Reinforcing effects of carbon nanotube on carbon/carbon composites before and after heat treatment

Abstract

Different contents of carbon nanotubes (CNTs) were in situ grown on the surface of carbon fiber bundles by injection chemical vapor deposition. The fibers were then stacked into unidirectional preforms and densified by pyrocarbon (PyC) via chemical vapor infiltration. The effects of CNT on the strength and toughness of carbon/carbon composites (C/Cs) before and after heat treatment at 2100 ℃ were investigated. Results show that both the tensile strength and work of fracture achieves the optimum performance when the CNT content is 1.5 wt%. After heat treatment, the tensile strength increases by 25.68% for CNT reinforced C/Cs (CNTs-C/Cs), while only 4.36% for pure C/Cs. The refinement effect of CNT promotes the resistance of PyC matrix against destruction and makes it maintain the structural integrity and continuity even after heat treatment.

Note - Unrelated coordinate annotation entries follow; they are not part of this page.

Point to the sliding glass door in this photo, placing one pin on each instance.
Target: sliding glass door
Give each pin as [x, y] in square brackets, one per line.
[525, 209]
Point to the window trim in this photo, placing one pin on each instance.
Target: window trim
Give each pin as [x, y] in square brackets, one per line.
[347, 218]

Before heat treatment, the presence of CNT results in a decreased in-plane lattice size (La) compared with pure C/Cs. while interestingly, after heat treatment, La becomes larger due to the stress graphitization of CNT. The stress graphitization induced by CNT gives the carbon matrix a stronger ability to resist crack propagation, thereby enhancing the strength of the C/Cs. In addition, the existence of CNT changes the fracture mode of the C/Cs and increases the way of energy consumption during the tensile test. Thus, both fibers and the interface of the composites are fully utilized.